Surprisingly, referrals are one of the least used sales and marketing techniques around. Sure, you'll hear many business owners ask their customers if any other people would be interested in the offered products and services. You might even have said the same tired old line yourself.
Usually, the customer smiles, nods, and then forgets the entire conversation ever took place. After all, your business, products, and services are not the most important thing on their minds. Instead of creating a customer evangelist for your business, another golden marketing opportunity was lost. Developing a customer referral system could be the most profitable marketing step ever taken by a business. It's time to get one started for your business.
The satisfied customer as target marketer
Most business people, when asking for customer referrals, are much too vague in their request. After all, if a business targets their marketing to specific customers, it only makes sense to apply the same principle to seeking referrals. Make the request specific, and aim for the proper target market.
All too often, a business person will simply ask if they know of some friend, relative, or business associate who requires a similar service. Little response is the usual result. Instead of being general, be specific. Provide specific examples of a type of product or service offered. Let the satisfied client discover the person who needs it.
For example, a men's tailor would not simply ask if a customer knew who needed a new suit. Instead, the approach would be if the client knew of a friend or relative who was getting married in the near future. The tailor would remind the customer that the new groom would be made look like a movie star in just the right fitting suit.
The client is not only now thinking of who is getting married, but who might also be attending a wedding. The same approach could be used to specifically target graduations or prom clothing. The goal is to zero in on a specific target person for referral. Aiming too widely will capture fewer referrals. Being specific is the key.
Help the referrer to get the new prospect
If the business service or product is fairly complex or a large investment, a few sales props are helpful to the referring customer. Provide them with a sample or a brochure to give to the prospect. Giving the customer evangelist something to work with helps her to demonstrate the opportunity your business offers. The information you provide will answer many of her prospect's questions.
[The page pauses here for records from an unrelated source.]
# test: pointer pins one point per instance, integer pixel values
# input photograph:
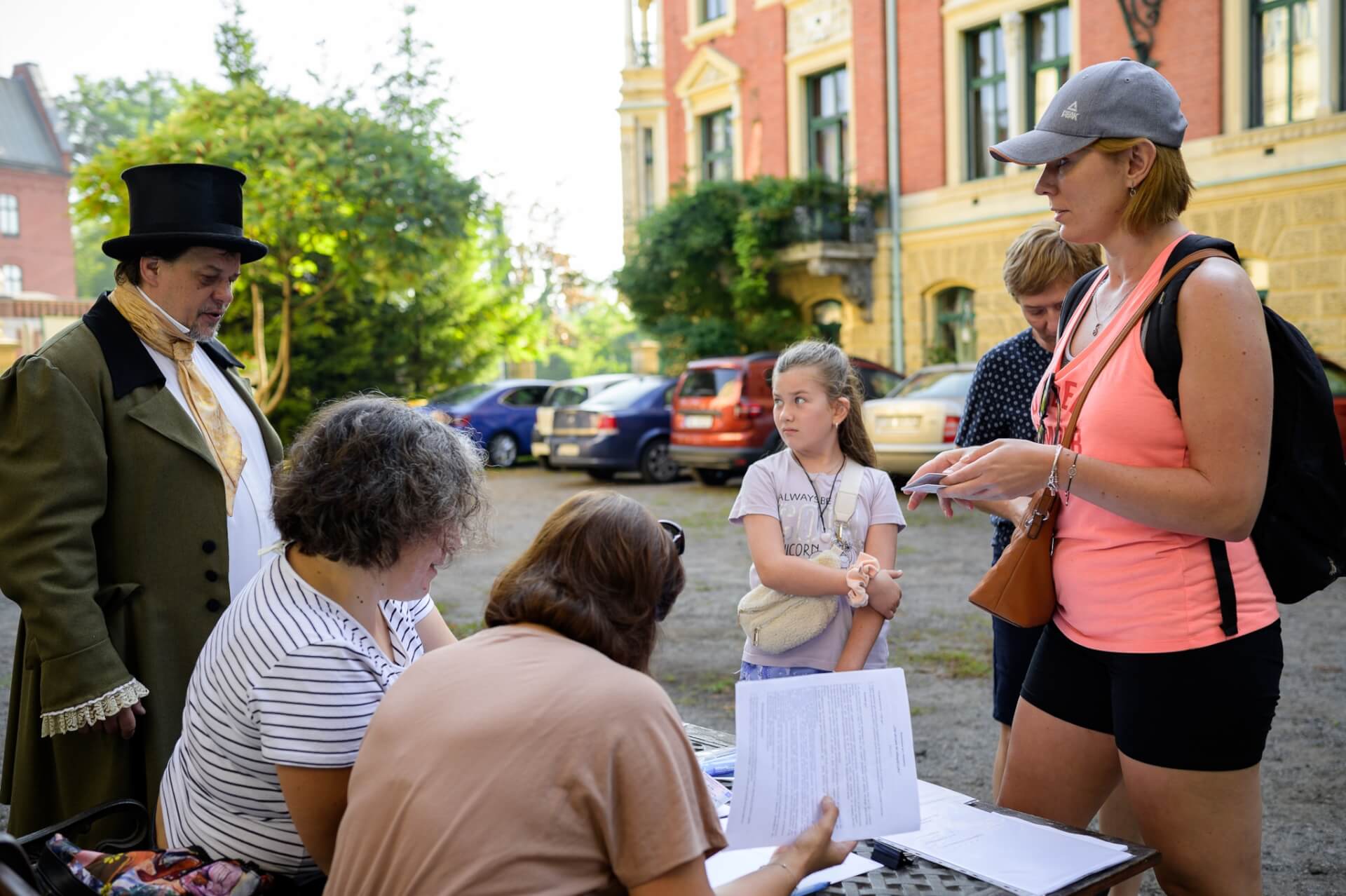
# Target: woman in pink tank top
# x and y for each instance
(1135, 680)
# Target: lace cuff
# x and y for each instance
(76, 717)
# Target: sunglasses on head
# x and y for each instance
(676, 534)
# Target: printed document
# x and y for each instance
(843, 735)
(1017, 855)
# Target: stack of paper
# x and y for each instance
(731, 864)
(845, 736)
(1018, 855)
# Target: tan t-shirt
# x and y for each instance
(522, 762)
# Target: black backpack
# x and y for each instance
(1300, 529)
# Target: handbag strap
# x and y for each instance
(1116, 344)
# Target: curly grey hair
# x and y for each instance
(368, 475)
(839, 380)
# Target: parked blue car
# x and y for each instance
(623, 428)
(500, 414)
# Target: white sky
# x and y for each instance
(536, 83)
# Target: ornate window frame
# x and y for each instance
(711, 83)
(961, 16)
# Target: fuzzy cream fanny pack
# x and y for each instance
(775, 622)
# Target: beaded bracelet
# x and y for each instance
(1053, 483)
(1070, 478)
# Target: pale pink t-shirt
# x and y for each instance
(1123, 585)
(778, 487)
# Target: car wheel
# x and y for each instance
(711, 477)
(656, 464)
(503, 449)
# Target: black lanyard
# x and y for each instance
(816, 497)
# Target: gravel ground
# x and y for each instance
(944, 645)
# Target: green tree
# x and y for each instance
(387, 269)
(703, 276)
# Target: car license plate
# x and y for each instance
(904, 423)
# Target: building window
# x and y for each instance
(955, 337)
(1049, 58)
(8, 215)
(988, 100)
(11, 279)
(718, 147)
(827, 320)
(646, 171)
(829, 108)
(1284, 72)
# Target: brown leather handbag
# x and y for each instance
(1019, 588)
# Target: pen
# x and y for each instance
(889, 857)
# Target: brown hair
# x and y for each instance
(601, 572)
(1164, 191)
(1040, 259)
(128, 271)
(841, 381)
(368, 475)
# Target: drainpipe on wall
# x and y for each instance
(890, 39)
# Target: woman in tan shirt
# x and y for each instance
(538, 756)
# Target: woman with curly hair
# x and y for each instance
(370, 503)
(538, 756)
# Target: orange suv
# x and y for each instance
(722, 412)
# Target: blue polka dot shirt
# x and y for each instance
(998, 404)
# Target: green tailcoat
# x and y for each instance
(114, 543)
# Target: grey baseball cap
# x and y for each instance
(1122, 99)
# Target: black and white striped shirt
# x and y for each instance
(287, 679)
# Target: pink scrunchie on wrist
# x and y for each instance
(859, 578)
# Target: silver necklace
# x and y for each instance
(1099, 319)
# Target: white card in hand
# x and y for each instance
(926, 484)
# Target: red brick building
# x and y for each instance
(36, 250)
(740, 88)
(34, 190)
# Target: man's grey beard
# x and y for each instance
(196, 334)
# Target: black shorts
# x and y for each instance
(1205, 710)
(1011, 651)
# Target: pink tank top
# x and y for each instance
(1122, 585)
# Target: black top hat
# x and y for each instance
(181, 206)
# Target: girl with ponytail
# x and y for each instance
(788, 506)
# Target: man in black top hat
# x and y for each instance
(135, 498)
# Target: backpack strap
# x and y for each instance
(1163, 351)
(1160, 330)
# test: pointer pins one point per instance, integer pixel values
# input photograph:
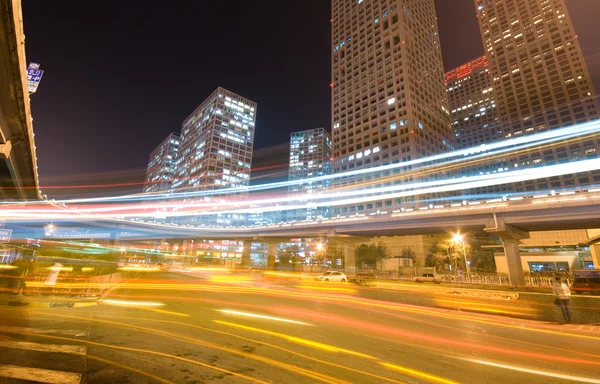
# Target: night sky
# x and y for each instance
(120, 75)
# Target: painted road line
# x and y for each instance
(39, 375)
(57, 348)
(66, 332)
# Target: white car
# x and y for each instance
(332, 276)
(428, 277)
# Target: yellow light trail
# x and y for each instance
(535, 371)
(239, 313)
(128, 368)
(298, 340)
(132, 303)
(301, 371)
(327, 289)
(119, 324)
(418, 374)
(146, 351)
(331, 348)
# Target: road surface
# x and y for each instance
(221, 328)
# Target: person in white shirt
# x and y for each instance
(563, 298)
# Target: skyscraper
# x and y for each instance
(472, 102)
(310, 156)
(540, 82)
(389, 99)
(161, 165)
(216, 146)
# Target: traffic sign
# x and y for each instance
(5, 235)
(34, 76)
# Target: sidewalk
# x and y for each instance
(511, 303)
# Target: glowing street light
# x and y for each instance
(49, 229)
(458, 238)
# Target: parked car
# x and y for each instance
(586, 285)
(365, 279)
(332, 276)
(428, 277)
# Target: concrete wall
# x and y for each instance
(571, 257)
(554, 238)
(419, 243)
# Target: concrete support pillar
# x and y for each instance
(595, 249)
(271, 254)
(513, 260)
(246, 261)
(350, 259)
(510, 236)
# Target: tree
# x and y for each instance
(409, 253)
(289, 257)
(372, 255)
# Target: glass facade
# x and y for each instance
(161, 166)
(216, 151)
(389, 101)
(540, 82)
(310, 157)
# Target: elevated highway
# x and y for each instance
(18, 168)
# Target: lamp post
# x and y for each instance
(50, 229)
(458, 238)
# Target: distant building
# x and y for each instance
(389, 100)
(540, 82)
(310, 157)
(472, 103)
(216, 150)
(161, 165)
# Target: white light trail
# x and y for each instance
(477, 152)
(246, 314)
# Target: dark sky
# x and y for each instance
(120, 75)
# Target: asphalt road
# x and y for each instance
(219, 328)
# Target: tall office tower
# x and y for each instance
(472, 103)
(310, 157)
(540, 81)
(389, 99)
(216, 148)
(475, 119)
(161, 166)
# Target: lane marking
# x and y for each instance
(127, 368)
(535, 371)
(133, 303)
(39, 375)
(415, 373)
(67, 332)
(247, 314)
(57, 348)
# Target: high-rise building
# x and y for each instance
(161, 165)
(472, 103)
(310, 157)
(216, 148)
(389, 99)
(540, 82)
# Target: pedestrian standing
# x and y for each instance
(563, 298)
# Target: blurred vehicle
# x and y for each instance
(586, 285)
(332, 276)
(163, 267)
(428, 277)
(365, 279)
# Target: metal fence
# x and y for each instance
(488, 279)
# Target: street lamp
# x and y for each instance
(49, 229)
(458, 238)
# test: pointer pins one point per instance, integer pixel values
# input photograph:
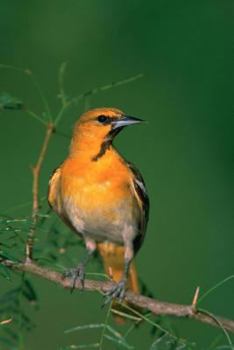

Make certain that not only your sales staff ask for business referrals, but have every member of your organization working on the referral system. Treat the entire staff as a sales referral team, and provide them with the sales tools to add their social and family networks to the business client base. Many potential customers are lost because not all members of the firm were aware of the company's products and services line. Don't miss that built in company referral system.
Rewarding the helpful
Most people want to be helpful. They want to share good experiences with their friends and family. Referrals are usually treated as part of a business transaction, and most people will be open to the idea. People want to help. You just need to help them a bit too.
Offering a small referral gift or reward often works very well. The possibility of getting a free product or service is appealing. More importantly, it keeps the referral in the satisfied customer's mind. They think of the gift and remember to market your product or service wherever possible. The key is deciding what sort of reward to offer as an incentive.
Don't offer anything too extravagant. It makes the business appear too profitable, and can even make the satisfied customer think she paid too much. After all, the cost of an expensive referral gift has to be covered somewhere. A potential customer might believe that the incentiv reward forms a large portion of the purchase price.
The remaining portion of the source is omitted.